Minggu, 19 Juli 2026

Di Balik Keterbatasan, Anak-Anak Papua Belajar dengan Papan Pintar: Senyum Mereka Mengalahkan Segalanya

Photo Author
Nurul Huda, Sketsa Nusantara
- Rabu, 4 Maret 2026 | 19:30 WIB
Seorang siswa Papua tersenyum bangga setelah berhasil menggambar huruf di papan pintar interaktif di kelas sederhana mereka. (Instagram @explorewith_ibuguru)
Seorang siswa Papua tersenyum bangga setelah berhasil menggambar huruf di papan pintar interaktif di kelas sederhana mereka. (Instagram @explorewith_ibuguru)

 

SketsaNusantara.id - Di sebuah ruang kelas sederhana di pelosok Papua, tersaji potret harapan yang tumbuh di tengah keterbatasan.

Sejumlah anak duduk bersila di atas lantai jerami dan rumput alang-alang kering. Ruangan itu jauh dari kesan modern.

Namun di bagian depan kelas berdiri sebuah papan pintar interaktif yang menjadi simbol kemajuan dan jendela baru bagi mereka untuk mengenal dunia.

Baca Juga: Pesawat Smart Air Ditembak OTK di Boven Digoel Papua Selatan, Pilot dan Co-Pilot Gugur, Begini Kronologinya

Dilansir SketsaNusantara.id dari akun Instagram @explorewith_ibuguru, momen tersebut memperlihatkan bagaimana teknologi hadir di ruang belajar yang sangat sederhana.

Kontras antara kondisi ruangan dan perangkat pembelajaran modern justru menegaskan besarnya semangat belajar anak-anak tersebut.

Satu per satu murid maju ke depan kelas ketika namanya dipanggil.

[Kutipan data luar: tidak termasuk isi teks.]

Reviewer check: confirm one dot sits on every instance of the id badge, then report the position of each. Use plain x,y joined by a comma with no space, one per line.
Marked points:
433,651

Ibu guru menyerahkan pensil sentuh kepada anak yang mendapat giliran.

Baca Juga: Prabowo Subianto Ingin Tanam Kelapa Sawit di Tanah Papua: Supaya Ada Kemandirian!

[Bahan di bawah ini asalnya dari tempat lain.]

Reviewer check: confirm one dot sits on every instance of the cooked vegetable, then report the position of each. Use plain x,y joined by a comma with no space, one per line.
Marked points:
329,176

Seorang anak berseragam putih yang mulai kusam dipadukan dengan celana pendek merah tampak melangkah penuh percaya diri. Ia bahkan harus memanjat kursi kecil agar bisa menjangkau layar papan pintar.

Dengan penuh konsentrasi, ia menggambar huruf “N” mengikuti garis panduan yang tertera di layar. Begitu guratannya tepat, layar di hadapannya bertabur bintang sebagai tanda jawabannya benar.

Senyumnya pun langsung merekah. Teman-temannya yang duduk bersila menyaksikan dengan mata berbinar, seolah turut merasakan kebahagiaan yang sama.

Anak berikutnya maju untuk menggambar huruf “D”. Hasilnya tepat, dan senyum lebar pun menghiasi wajahnya.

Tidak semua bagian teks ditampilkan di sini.